At Baku, at one moment he had the Easterners unsheathing their swords and declaring a holy war; at another moment he had a group of Mohammedan women in the gallery tearing off their veils. All this was distinctly impressive and dramatic, but the real drawback was that the effect of the second act almost ruined the effect of the first.
I often wonder if a man can be a great leader, and be utterly devoid of humor. When Zinoviev says anything clever he is not even aware of it and invariably spoils it by a second act.
During the Kronstadt uprising the Esthonian government, with its wish father to its thought, sent a wire to Petrograd which read: “What sort of government have you in Petrograd?” And Zinoviev replied: “The same government that has been here since 1917.”
If he could only have stopped at that one sentence he might have been able to lead a world revolution, or at least catch the imagination of the workers. Instead he insisted upon being didactic. He wired page after page, delivering an orthodox Marxian lecture! But the International is not without men of talent and daring. There are men under Zinoviev—Italians, Frenchmen, Germans, Bulgarians, Americans, with real fire and ability.
Bucharin, editor of Pravda, is by far the most brilliant of the Russians. No matter how much one may disagree with Bucharin, one must concede his brilliancy. The Letts have an exceptionally able group in the International. Some of these men were actually in power during the brief time that Latvia was “red.” The leader of the group is a stately old man called Stootchka. For four months he was President of Latvia.
PETER STOOTCHKA
Peter Stootchka is one of those advisers and assistants of Lenin that the world has not yet discovered. He is a man of capacious mind and one of Lenin’s closest friends. He is a lawyer by profession and for many years was the editor of a Lettish progressive paper in Riga. He was exiled to Siberia for some criticism of the Tsar’s government.
He was the first Commissioner of Justice under the Soviets and only resigned his post to accept one as President of Latvia.
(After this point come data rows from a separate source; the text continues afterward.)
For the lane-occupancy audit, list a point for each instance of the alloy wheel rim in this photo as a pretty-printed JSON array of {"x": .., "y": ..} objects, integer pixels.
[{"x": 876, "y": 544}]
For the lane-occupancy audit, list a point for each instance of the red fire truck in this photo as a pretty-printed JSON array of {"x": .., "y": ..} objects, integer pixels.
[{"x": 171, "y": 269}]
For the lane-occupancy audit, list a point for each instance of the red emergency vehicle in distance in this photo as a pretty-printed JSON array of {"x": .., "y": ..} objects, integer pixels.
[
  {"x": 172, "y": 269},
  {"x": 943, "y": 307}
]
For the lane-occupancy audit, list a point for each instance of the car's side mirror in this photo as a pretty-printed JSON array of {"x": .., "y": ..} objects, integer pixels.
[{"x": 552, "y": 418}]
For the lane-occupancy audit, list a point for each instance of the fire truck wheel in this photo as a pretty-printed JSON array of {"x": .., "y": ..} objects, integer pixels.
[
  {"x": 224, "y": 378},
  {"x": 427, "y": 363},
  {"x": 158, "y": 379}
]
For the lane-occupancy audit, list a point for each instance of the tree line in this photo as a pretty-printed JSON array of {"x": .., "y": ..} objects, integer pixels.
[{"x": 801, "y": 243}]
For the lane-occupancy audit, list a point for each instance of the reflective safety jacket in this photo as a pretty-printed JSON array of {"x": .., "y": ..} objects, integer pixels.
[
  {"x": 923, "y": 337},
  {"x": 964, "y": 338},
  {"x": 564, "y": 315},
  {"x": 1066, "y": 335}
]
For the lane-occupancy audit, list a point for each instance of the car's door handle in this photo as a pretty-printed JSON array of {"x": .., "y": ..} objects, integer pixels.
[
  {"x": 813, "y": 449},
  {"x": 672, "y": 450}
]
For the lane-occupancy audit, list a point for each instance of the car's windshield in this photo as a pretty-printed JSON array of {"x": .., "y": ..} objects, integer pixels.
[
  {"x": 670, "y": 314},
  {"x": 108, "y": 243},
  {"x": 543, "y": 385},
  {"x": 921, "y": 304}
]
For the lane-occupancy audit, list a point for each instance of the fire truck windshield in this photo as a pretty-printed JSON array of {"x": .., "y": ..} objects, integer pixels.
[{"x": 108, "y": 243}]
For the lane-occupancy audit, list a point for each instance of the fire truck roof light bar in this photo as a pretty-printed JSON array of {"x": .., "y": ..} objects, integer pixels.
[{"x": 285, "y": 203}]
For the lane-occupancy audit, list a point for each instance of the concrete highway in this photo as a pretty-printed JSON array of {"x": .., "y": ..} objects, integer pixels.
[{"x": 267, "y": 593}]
When Riga fell he went back to Moscow, took up quarters near Lenin in the Kremlin, and there he remains.
It was Stootchka who wrote the Soviet constitution, as well as most of the present laws. Evidently he did not always find writing laws an easy task. He often confessed his inability to judge just how the personal and family life would grow up around the great economic change which had taken place. Stootchka is nearly seventy and he felt that he might be a little old-fashioned in regard to some matters, especially concerning marriage and divorce. In the end he left it for those most concerned to decide.